En effet, dans son rapport annuel 2022, Human Rights Watch déclare : « Les autorités des Émirats arabes unis (EAU) ont continué d'investir dans une stratégie de soft power visant à présenter le pays comme une nation progressiste, tolérante et respectueuse des droits. Le rapport décrit comment le pays est tout sauf, détaillant une longue liste d'abus qui comprend la persécution des chiites pakistanais (qui diffèrent de la religion sunnite majoritaire pratiquée par les citoyens des Émirats arabes unis), l'emprisonnement et les mauvais traitements des dissidents politiques, ainsi que la criminalisation et l'oppression. des personnes LBGTQ. Un autre rapport accablant de plusieurs organisations européennes de défense des droits de l'homme intitulé "Ils nous ont dit qu'ils détestaient les Noirs africains" documente la détention, la torture et l'expulsion présumées de plus de 800 travailleurs migrants africains sur une période de plusieurs jours en 2021.

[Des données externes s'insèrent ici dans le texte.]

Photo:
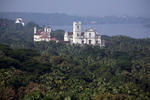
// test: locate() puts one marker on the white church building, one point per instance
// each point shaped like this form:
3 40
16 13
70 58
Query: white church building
90 36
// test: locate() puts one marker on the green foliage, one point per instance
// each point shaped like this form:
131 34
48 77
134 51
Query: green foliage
57 71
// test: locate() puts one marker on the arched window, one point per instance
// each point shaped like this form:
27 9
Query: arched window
90 41
78 27
82 41
89 34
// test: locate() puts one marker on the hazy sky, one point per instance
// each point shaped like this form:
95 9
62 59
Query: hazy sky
80 7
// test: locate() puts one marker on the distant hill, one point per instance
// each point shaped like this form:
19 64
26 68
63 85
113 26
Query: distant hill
64 19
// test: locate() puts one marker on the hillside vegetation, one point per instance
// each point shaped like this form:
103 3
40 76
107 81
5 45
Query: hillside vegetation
57 71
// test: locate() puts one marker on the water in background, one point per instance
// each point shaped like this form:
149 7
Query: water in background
132 30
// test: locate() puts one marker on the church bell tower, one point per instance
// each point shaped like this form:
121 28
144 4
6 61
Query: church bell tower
76 31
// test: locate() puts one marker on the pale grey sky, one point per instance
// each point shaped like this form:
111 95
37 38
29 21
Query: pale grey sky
80 7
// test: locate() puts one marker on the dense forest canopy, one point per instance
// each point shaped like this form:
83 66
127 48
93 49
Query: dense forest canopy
57 71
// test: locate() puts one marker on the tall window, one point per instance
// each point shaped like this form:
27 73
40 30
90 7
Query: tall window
90 41
89 34
78 27
82 41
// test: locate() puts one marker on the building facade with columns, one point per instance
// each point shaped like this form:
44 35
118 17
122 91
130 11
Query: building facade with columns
90 36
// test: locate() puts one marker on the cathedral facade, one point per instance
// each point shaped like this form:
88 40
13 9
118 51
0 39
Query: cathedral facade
90 36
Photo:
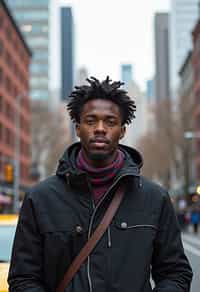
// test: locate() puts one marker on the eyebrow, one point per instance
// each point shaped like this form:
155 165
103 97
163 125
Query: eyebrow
94 116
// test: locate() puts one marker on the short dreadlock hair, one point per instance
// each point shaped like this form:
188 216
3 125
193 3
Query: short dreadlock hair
107 90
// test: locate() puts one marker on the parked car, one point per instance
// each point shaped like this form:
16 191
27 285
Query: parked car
8 224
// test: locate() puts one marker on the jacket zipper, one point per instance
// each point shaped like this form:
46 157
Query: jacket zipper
92 220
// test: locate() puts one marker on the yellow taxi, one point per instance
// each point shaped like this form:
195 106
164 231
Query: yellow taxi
8 224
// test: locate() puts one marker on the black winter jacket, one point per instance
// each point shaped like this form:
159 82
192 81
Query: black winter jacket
58 215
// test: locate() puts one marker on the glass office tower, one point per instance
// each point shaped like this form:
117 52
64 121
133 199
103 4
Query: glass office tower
33 17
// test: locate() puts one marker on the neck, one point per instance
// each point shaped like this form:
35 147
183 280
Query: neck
99 163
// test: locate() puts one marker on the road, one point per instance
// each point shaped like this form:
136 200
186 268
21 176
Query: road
191 244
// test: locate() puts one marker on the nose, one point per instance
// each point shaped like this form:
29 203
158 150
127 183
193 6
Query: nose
100 127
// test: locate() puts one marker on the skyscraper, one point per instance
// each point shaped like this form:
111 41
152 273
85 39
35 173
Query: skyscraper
161 56
183 17
126 73
67 50
33 19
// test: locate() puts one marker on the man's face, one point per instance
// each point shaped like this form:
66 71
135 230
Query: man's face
100 130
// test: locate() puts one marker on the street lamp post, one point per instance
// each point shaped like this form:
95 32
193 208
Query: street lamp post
16 185
190 135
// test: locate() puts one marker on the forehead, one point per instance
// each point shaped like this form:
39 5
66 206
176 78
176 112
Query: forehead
101 106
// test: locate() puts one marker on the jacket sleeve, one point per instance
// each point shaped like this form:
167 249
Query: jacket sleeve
171 270
26 269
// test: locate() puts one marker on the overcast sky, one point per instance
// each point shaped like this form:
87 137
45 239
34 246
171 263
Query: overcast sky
111 32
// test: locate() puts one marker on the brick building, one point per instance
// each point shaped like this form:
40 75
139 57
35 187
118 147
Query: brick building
15 57
196 115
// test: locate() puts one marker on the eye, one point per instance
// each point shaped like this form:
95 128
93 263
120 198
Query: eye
90 122
111 123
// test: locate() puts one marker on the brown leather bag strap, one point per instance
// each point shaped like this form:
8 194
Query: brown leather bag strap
93 240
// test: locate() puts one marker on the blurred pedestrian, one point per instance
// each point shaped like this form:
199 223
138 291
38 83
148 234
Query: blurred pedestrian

Adjaye, dont l'exposition à la Biennale de Venise 2023 met l'accent sur un récit postcolonial et présente son modèle pour le Newton Enslaved Burial Ground Memorial à la Barbade, n'a pas répondu aux questions de suivi sur les droits de l'homme et les conditions de travail sur l'île de Saadiyat. Cependant, compte tenu des graves violations des droits de l'homme qui auraient lieu aux Émirats arabes unis aujourd'hui, la maison de la famille abrahamique semble être un exemple de plus de la stratégie de puissance douce de la nation, renforçant davantage sa réputation auprès des élites occidentales, plutôt qu'une manifestation d'une réelle tolérance ou réforme. . Même l'affirmation selon laquelle le complexe établit une sorte de « terrain d'entente » est farfelue. Il est situé sur une île de villégiature qui s'adresse aux ultra-riches, un monde loin des camps de travailleurs migrants qui abritent les ouvriers du bâtiment sous-payés.